By comparison of examples 1 to 4, the molar ratio of the iron element to the manganese element affects the performance of the obtained iron-manganese-based cathode material, the molar ratio of the iron element to the manganese element is controlled to be (0.5-3) to (7-9.5), the iron-manganese-based cathode material with excellent performance can be obtained, and if the molar ratio of the iron element is too high, the specific discharge capacity of the material can be affected due to poor electrochemical activity of the iron element; if the molar ratio of the manganese element is too high, the manganese element in the material tends to keep a low valence state more according to the charge conservation principle, so that the cycle performance of the material is influenced.

Compared with the examples 1 and 5-6, the molar ratio of the lithium element affects the performance of the prepared iron-manganese-based cathode material, the molar ratio of the lithium element to (Fe + Mn) is controlled to be 0.1-0.5: 1, the base cathode material with better performance can be prepared, if the lithium content is too high, the lithium metal ratio of the material is affected, meanwhile, the particle size of the material is increased due to too high lithium content, so that the specific discharge capacity of the material is affected, and if the lithium content is too low, part of lithium ions in the SEI film can be consumed by the material when the SEI film is formed, so that the content of electrochemically active lithium ions in the subsequent material is lower, and the electrochemical performance of the material is affected.
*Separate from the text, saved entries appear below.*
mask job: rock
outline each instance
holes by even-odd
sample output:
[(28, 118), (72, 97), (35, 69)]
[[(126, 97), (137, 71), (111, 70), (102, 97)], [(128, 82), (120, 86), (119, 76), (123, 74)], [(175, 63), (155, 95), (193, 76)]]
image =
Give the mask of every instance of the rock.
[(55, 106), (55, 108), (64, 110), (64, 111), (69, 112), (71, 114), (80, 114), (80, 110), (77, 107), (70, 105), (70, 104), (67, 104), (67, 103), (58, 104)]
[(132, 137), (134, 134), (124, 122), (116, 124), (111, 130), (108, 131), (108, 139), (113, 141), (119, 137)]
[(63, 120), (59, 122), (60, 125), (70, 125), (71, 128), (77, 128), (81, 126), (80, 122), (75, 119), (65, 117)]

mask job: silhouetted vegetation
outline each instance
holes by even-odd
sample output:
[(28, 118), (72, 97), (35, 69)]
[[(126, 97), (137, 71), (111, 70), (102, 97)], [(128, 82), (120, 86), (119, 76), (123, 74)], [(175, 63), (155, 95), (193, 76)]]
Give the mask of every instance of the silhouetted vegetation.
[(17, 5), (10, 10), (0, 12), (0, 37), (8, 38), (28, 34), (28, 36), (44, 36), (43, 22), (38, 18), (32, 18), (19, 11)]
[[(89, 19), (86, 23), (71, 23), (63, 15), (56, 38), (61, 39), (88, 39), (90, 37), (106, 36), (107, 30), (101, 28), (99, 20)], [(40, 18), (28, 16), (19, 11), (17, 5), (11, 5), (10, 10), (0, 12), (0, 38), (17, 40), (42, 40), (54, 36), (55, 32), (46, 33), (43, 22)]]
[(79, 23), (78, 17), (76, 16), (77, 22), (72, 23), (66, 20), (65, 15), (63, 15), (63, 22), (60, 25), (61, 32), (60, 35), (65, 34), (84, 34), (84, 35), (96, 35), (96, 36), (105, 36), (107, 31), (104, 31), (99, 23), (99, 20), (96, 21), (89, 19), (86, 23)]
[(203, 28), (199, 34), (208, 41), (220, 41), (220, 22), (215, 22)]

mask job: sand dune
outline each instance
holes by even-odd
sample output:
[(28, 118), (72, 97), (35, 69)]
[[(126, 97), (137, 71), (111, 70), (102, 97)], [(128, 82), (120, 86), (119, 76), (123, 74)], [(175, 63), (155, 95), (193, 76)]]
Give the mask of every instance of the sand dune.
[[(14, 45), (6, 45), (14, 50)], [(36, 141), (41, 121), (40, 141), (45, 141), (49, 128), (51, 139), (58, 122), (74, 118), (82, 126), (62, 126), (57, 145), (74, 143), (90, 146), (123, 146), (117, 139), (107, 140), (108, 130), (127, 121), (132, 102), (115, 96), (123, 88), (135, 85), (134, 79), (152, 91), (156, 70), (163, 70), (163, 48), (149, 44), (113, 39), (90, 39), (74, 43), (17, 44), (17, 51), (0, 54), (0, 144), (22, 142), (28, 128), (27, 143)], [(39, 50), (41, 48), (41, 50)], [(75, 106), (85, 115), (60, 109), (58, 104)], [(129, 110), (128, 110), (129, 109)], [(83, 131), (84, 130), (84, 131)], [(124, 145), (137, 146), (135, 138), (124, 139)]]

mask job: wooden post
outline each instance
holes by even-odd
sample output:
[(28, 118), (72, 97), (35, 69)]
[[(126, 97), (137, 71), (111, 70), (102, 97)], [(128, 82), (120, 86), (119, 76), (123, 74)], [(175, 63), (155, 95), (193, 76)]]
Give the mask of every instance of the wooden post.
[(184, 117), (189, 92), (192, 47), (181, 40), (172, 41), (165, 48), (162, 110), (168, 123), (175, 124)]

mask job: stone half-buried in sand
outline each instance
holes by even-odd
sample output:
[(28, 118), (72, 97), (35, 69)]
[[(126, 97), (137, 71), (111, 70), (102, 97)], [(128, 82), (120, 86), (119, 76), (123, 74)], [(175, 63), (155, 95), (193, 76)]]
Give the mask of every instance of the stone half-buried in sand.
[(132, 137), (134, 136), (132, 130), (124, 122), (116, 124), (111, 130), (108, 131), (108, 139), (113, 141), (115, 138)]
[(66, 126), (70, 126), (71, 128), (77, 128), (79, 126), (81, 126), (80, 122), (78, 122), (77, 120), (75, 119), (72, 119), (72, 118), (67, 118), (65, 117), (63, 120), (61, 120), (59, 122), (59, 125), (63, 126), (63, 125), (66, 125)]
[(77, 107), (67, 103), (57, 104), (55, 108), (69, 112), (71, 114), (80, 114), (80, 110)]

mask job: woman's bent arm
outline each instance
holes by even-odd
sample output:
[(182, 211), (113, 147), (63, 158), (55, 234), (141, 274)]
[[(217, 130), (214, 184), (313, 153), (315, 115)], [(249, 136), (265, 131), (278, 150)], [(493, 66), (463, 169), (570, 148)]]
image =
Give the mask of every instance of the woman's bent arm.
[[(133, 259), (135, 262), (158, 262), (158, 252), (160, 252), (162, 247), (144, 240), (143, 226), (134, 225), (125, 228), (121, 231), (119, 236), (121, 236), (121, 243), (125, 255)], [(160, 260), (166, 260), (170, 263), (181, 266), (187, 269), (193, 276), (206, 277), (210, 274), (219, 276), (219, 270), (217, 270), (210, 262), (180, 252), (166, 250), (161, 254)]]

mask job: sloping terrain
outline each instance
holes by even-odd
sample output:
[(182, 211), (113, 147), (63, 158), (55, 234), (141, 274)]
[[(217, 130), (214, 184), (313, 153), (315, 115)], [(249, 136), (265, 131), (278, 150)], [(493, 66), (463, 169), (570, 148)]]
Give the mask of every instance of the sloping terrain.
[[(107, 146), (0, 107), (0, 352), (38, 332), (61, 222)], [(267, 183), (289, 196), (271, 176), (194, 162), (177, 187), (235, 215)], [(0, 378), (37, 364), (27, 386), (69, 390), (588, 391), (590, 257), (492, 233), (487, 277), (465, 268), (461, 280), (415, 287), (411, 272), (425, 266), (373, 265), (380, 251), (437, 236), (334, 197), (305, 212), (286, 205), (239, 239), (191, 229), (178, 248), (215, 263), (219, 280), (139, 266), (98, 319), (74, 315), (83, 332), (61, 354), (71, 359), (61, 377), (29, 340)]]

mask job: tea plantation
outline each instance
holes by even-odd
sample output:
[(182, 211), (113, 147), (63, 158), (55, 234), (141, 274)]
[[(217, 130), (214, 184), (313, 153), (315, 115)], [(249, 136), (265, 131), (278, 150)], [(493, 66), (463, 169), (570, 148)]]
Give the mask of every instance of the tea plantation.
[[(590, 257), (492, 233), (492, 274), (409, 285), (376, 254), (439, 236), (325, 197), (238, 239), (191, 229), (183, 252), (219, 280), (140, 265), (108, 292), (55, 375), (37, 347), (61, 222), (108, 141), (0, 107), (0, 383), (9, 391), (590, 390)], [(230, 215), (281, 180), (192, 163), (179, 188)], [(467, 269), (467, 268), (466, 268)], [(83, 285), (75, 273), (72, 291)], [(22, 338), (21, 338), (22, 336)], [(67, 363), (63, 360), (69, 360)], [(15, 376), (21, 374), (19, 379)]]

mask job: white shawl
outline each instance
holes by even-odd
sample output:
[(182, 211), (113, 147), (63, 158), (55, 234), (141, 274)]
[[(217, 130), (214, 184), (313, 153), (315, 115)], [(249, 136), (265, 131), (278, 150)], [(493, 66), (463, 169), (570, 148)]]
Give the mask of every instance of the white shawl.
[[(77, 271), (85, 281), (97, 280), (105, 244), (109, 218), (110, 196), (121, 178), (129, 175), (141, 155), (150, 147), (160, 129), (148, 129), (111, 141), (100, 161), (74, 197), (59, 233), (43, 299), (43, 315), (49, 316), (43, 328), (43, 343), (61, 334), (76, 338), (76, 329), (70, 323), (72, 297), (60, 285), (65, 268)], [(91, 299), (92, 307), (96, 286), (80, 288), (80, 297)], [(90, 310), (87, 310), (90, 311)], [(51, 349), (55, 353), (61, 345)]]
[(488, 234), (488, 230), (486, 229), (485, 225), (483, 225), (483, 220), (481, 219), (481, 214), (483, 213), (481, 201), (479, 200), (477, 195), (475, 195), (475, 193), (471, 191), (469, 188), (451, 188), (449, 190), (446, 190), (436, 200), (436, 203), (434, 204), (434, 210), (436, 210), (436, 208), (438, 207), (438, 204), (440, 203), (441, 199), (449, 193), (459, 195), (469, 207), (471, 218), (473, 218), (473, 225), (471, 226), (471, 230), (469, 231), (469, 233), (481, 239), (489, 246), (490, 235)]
Compared with the comparative example 1, the method disclosed by the invention has the advantages that the precursor is not used, the material performance is helped to get rid of the material performance fluctuation caused by precursor difference, the stability of the material is improved, and the electrochemical performance of the material is further improved.

Compared with the embodiment 1 and the comparative example 2, the invention adopts the organic solvent as the solvent, can ensure suspension liquid in the material process, and is convenient for uniform mixing and subsequent drying.

Comparative charge and discharge curves of the ferromanganese-based positive electrode materials obtained in examples 1 to 4 are shown in fig. 2.

The applicant declares that the above description is only a specific embodiment of the present invention, but the scope of the present invention is not limited thereto, and it should be understood by those skilled in the art that any changes or substitutions that can be easily conceived by those skilled in the art within the technical scope of the present invention are within the scope and disclosure of the present invention.